The authorities involved in the PMLA are director or additional director or joint director, deputy director, additional director or officer, and assistant director. The central government and the chief justice of the high court together can appoint a special court to handle the cases or group of cases. RBI frame the guidelines for financial institutions and banks. SEBI also frames requirements for KYC norms to financial intermediaries handling the securities. The following information comes under the ED scrutinize process:
• Cash transactions with a value of 1,000,000 or equivalent to this value in foreign money.
• The series of transactions with an inter-connection and valued under the rate of 1, 000, 0000 or equivalent in foreign currency comes under the checking process.
• Cash transaction with a count of counterfeit money with a security or document.
• If there is a cash transaction with a non-profit organisation in foreign money with a value of INR 1,000,000, it comes under the checking process.
• Cross-border transfers in foreign currency with a value of INR 500,000 or equivalent are under the checking process.
• Purchase of sale of property by the reporting entity with a value of INR 5,000,000.
• The suspicious cash or noncash transactions are taken by the ED within seven working days of complaint from the relevant party.
The three processes in money laundering:
The three stages in money laundering are placement, layering and integration stage.

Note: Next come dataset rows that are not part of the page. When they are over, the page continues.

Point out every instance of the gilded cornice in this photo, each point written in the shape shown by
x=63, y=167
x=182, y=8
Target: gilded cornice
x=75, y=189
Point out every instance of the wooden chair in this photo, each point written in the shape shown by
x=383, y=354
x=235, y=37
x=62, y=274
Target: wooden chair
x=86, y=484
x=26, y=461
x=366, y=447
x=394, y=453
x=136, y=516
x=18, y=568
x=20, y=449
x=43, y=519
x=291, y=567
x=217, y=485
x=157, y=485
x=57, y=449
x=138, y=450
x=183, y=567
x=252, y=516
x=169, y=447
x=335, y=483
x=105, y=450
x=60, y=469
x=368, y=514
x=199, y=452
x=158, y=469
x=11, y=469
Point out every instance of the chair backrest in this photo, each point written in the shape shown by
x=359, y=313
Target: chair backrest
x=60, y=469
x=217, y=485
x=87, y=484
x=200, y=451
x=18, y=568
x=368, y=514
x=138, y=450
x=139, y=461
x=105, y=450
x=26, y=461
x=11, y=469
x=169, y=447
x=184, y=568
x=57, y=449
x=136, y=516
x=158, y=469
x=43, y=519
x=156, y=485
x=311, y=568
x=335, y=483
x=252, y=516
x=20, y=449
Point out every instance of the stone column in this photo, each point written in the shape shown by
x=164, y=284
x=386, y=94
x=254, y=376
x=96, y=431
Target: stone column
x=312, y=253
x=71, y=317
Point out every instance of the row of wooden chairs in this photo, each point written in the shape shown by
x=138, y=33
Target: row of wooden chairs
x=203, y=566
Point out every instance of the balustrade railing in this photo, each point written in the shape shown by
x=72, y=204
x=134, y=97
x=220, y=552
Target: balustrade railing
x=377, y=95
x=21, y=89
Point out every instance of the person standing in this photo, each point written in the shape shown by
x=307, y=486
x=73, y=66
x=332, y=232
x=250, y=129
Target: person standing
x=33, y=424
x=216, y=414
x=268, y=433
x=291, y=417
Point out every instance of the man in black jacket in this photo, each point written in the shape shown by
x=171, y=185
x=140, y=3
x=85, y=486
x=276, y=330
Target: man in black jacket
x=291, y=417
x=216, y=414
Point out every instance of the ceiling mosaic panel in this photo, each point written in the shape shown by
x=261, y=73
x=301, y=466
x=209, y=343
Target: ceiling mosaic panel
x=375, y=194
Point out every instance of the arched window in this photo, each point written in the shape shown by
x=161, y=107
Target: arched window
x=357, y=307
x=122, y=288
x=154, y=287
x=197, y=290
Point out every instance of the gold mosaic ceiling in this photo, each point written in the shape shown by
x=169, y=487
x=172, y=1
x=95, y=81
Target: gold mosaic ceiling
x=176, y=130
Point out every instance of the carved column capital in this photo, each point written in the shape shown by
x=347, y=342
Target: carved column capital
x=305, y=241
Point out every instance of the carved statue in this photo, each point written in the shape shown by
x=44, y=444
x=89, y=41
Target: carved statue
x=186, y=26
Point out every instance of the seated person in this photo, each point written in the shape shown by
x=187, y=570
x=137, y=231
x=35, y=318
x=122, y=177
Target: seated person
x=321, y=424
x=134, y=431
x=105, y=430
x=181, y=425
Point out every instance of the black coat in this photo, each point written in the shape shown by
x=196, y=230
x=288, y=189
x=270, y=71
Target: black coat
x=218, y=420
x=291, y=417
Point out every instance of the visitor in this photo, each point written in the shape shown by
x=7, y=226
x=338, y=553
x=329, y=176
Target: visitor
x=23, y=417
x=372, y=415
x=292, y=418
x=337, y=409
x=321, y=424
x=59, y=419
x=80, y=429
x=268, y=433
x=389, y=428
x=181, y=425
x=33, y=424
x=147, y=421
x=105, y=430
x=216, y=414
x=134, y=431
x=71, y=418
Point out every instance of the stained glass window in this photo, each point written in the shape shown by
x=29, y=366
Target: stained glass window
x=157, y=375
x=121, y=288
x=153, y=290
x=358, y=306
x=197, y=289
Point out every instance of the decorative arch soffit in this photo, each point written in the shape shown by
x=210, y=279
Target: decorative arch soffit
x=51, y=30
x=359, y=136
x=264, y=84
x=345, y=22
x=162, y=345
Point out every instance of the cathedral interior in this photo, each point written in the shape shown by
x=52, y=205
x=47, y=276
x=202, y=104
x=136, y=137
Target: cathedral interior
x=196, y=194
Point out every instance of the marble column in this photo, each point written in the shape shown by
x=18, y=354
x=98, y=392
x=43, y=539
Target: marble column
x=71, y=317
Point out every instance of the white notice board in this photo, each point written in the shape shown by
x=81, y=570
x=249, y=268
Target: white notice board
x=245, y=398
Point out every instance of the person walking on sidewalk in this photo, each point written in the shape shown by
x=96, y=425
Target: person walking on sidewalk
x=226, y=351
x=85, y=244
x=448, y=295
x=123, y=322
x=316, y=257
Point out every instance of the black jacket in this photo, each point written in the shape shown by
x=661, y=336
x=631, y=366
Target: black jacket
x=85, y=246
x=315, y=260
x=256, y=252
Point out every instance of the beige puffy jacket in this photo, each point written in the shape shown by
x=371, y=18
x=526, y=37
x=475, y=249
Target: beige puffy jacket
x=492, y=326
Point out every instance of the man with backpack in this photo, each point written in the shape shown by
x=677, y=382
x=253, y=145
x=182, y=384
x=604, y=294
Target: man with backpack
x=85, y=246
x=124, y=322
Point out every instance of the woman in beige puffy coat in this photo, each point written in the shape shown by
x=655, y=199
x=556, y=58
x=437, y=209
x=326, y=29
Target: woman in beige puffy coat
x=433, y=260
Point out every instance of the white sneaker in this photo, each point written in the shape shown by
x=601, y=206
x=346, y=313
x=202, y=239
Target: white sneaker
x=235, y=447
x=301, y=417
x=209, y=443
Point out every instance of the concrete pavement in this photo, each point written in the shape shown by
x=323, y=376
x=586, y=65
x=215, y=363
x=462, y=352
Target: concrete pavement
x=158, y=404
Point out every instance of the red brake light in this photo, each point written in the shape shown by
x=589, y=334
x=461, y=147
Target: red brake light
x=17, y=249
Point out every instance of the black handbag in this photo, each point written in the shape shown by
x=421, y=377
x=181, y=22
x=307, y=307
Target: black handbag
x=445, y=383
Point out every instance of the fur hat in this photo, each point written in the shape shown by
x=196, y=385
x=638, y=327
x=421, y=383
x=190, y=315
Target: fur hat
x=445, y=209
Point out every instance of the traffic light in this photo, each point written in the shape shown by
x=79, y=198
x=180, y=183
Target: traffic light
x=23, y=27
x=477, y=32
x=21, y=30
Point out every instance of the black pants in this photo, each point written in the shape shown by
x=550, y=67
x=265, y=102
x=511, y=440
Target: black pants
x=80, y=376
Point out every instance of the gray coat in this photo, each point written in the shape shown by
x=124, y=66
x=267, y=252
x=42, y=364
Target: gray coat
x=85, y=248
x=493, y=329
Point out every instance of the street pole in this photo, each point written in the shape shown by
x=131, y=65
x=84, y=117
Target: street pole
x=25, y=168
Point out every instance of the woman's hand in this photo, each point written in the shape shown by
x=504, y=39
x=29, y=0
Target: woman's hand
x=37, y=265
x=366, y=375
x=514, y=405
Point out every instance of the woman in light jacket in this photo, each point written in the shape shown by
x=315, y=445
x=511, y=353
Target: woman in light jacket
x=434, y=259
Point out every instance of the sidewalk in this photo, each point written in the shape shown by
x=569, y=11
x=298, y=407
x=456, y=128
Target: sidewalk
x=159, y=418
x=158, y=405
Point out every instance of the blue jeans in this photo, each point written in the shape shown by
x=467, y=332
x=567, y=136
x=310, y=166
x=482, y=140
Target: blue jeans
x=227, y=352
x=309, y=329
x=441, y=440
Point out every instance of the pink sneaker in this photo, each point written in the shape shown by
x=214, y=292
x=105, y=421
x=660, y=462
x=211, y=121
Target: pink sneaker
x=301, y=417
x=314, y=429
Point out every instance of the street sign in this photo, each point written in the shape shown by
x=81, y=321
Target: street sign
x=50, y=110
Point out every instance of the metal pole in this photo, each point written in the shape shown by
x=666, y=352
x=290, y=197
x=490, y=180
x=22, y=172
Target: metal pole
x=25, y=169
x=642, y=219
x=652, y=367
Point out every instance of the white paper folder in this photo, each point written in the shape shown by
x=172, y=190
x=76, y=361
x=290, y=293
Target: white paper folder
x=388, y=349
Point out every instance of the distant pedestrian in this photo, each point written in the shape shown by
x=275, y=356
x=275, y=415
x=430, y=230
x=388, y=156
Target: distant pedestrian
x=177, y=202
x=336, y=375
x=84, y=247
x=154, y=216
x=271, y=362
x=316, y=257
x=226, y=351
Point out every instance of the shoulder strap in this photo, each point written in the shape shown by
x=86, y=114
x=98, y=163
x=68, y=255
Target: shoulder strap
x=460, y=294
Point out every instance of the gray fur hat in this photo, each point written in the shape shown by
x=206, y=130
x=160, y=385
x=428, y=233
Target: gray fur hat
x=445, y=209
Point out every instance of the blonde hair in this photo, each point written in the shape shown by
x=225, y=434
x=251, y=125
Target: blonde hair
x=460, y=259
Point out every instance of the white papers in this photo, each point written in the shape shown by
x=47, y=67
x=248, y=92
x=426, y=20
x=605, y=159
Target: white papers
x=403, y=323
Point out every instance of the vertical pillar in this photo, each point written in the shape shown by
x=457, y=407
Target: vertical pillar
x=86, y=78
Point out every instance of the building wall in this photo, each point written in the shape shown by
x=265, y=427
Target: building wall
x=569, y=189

The first stage is the placement stage. In this stage, the cash has started movement from its source to the money circulation spots. The different placement processes are currency smuggling, currency exchanges, bank complicity, securities brokers, blending of funds and asset purchase.
The layering stage is a challenge to the law enforcement agencies. In this stage, the cash changes as monetary instruments and material assets. The layering stage requires international contacts. The monetary instrument is in the form of a money order or banker’s draft. The illegal in the form of assets in the local or foreign location is difficult to seize. The layering stage makes use of technology and financial transactions.
The integration stage makes use of the banking system. Banks help for making illegal money as business earnings. The sale of property is a way to make the illegal money as legal. The criminals make use of false loans and front companies to make illegal money legal.
Final Thoughts:
The popular cases in the Directorate of Enforcement and Department of Revenue show the importance of Indian and foreign laws. Some of the case studies are the Russian money-laundering scandal, wire Remittance Company and Operation Wire Cutter. Chartered accountants and company secretaries are suitable for UPSC examination jobs, Government jobs and ED jobs. Chartered accountants and company secretaries have vast knowledge of the laws, legal system and financial processes. The foundational knowledge helps understand the job. Apart from corporate jobs, the government jobs offer a different type of challenge to the professionals. The interest and goal move the professionals to corporate and government department jobs.